La baisse de l'emploi en France s'accentue très fortement

Publié le par UL Valenciennes

Selon les données de la Dares, l'emploi salarié concurrentiel a chuté de 187.800 postes au premier trimestre 2009, contre 106.800 au trimestre précédent. L'économie française a détruit près de deux fois plus d'emplois salariés sur les trois premiers mois de l'année que sur l'ensemble de 2008.    

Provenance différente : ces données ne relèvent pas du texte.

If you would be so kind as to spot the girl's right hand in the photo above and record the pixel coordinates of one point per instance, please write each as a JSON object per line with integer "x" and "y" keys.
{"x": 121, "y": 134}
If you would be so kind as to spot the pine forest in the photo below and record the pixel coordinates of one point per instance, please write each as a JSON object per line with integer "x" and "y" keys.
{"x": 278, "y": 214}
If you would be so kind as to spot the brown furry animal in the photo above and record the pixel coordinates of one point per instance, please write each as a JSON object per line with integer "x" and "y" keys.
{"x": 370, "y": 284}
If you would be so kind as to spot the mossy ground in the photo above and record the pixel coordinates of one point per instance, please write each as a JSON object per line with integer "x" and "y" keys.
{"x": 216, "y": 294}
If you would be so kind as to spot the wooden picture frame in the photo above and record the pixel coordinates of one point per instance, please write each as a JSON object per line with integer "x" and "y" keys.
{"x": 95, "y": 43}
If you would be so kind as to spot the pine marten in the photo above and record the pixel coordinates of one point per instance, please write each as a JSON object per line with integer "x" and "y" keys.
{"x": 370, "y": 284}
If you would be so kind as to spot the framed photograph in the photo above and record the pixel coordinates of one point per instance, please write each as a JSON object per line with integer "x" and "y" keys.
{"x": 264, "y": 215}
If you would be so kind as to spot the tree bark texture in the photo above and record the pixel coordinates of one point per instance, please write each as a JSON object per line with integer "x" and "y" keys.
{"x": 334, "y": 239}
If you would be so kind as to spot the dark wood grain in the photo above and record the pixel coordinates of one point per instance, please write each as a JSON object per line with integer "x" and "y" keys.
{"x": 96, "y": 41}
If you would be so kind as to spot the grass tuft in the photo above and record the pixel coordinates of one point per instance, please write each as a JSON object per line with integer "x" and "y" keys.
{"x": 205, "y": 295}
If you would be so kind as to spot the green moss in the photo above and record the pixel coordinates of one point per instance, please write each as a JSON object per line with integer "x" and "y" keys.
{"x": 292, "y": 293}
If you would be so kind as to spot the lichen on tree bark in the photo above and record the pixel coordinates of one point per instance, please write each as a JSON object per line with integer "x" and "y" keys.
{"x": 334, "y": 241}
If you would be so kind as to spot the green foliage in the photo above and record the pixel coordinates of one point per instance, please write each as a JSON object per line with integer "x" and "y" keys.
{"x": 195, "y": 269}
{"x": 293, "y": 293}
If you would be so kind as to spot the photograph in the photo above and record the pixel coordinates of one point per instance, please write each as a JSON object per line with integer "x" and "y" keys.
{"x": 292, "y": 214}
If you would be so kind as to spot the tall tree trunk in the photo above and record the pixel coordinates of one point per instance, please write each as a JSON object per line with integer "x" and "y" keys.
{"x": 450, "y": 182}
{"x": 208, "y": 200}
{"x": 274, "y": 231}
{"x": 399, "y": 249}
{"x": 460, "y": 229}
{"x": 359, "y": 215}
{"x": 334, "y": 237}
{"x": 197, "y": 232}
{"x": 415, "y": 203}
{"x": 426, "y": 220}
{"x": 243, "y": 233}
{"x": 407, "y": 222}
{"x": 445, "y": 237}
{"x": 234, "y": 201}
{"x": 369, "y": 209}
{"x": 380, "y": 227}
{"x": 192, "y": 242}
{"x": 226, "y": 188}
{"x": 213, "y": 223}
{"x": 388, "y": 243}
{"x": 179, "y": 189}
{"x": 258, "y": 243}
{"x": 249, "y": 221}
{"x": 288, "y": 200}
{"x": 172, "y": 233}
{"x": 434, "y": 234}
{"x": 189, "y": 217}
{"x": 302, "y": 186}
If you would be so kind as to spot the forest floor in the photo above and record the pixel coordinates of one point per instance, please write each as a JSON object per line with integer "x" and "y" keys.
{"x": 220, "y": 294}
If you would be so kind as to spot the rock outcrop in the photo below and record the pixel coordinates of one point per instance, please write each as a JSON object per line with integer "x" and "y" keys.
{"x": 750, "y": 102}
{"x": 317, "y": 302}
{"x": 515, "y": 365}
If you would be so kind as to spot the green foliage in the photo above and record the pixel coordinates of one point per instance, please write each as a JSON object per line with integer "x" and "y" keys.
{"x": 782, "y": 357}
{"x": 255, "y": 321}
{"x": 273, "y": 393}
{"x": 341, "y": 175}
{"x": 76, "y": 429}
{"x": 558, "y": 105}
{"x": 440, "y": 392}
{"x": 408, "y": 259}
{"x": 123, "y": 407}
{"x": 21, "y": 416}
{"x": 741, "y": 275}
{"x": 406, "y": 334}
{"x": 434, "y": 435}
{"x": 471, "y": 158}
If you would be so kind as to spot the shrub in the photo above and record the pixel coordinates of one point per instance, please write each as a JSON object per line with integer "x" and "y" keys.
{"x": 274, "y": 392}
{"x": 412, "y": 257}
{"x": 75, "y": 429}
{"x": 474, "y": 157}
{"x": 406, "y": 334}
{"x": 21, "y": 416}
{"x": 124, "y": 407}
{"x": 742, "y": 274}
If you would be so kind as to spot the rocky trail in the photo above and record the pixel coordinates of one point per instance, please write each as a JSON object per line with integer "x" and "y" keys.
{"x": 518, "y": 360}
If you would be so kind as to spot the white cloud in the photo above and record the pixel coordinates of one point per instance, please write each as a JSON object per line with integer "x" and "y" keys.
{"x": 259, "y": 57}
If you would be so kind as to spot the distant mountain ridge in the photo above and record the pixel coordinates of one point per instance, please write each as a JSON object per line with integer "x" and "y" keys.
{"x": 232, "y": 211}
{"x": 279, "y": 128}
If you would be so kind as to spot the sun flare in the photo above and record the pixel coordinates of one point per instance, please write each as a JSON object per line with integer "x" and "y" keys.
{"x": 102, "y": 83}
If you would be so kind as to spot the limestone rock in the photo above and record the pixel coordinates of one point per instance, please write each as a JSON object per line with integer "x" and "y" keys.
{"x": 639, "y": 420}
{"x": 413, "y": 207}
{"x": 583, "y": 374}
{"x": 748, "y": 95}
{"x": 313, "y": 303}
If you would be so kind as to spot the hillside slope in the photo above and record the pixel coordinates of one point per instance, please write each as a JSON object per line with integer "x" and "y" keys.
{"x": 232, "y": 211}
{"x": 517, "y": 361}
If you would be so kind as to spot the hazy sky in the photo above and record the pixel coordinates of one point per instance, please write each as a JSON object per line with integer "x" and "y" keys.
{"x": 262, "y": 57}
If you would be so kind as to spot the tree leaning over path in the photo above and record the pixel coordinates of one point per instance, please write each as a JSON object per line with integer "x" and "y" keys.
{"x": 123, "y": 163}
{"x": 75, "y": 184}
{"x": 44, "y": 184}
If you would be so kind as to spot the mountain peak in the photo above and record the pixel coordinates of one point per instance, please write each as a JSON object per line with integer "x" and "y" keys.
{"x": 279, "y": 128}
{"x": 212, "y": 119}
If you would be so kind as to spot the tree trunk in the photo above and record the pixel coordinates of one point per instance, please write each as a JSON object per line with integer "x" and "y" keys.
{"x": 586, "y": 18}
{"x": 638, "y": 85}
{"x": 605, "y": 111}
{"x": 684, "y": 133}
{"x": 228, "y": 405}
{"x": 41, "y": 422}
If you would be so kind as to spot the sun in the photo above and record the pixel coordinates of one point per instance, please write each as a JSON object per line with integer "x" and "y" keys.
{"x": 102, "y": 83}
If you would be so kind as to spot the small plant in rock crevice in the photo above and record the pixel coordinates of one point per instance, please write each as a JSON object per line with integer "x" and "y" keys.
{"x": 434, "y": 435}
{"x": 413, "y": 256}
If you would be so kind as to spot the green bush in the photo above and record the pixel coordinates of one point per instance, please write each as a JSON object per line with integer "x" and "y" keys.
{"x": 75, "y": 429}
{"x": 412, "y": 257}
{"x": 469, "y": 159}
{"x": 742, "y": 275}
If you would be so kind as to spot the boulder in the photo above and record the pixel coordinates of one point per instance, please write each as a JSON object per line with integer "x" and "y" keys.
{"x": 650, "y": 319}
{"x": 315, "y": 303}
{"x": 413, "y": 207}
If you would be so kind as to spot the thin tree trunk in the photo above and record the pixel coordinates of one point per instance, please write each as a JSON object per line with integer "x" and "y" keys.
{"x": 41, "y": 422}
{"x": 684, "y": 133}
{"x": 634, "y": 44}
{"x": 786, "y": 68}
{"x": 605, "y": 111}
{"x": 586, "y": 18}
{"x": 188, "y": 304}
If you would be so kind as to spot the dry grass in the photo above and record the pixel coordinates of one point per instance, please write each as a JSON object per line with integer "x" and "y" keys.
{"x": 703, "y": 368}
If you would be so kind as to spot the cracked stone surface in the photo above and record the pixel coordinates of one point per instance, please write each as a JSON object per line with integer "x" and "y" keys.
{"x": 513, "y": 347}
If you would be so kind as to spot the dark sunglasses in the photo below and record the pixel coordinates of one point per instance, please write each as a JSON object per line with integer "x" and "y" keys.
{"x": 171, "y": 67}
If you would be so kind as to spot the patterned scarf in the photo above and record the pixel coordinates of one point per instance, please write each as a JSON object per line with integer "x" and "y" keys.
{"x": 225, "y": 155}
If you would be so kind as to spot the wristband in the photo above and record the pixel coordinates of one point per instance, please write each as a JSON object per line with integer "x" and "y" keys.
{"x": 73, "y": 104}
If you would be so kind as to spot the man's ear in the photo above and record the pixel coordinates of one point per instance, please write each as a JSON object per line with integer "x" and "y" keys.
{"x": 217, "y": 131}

Le marché de l'emploi en France broie toujours du noir. Selon les dernières données de la Dares, l'emploi salarié concurrentiel a chuté de 187.800 postes au cours des trois premiers mois de l'année, après une perte de 106.800 au quatrième trimestre 2009. Pire, dans les "secteurs principalement marchands", les effectifs ont reculé de 192.500 postes, après -117.300. Dans l'intérim, la "baisse exceptionnellement forte du quatrième trimestre 2008 se prolonge", note la Dares, avec 80.800 pertes de postes (-15,6%) contre -79.500 sur les trois derniers mois de l'année dernière.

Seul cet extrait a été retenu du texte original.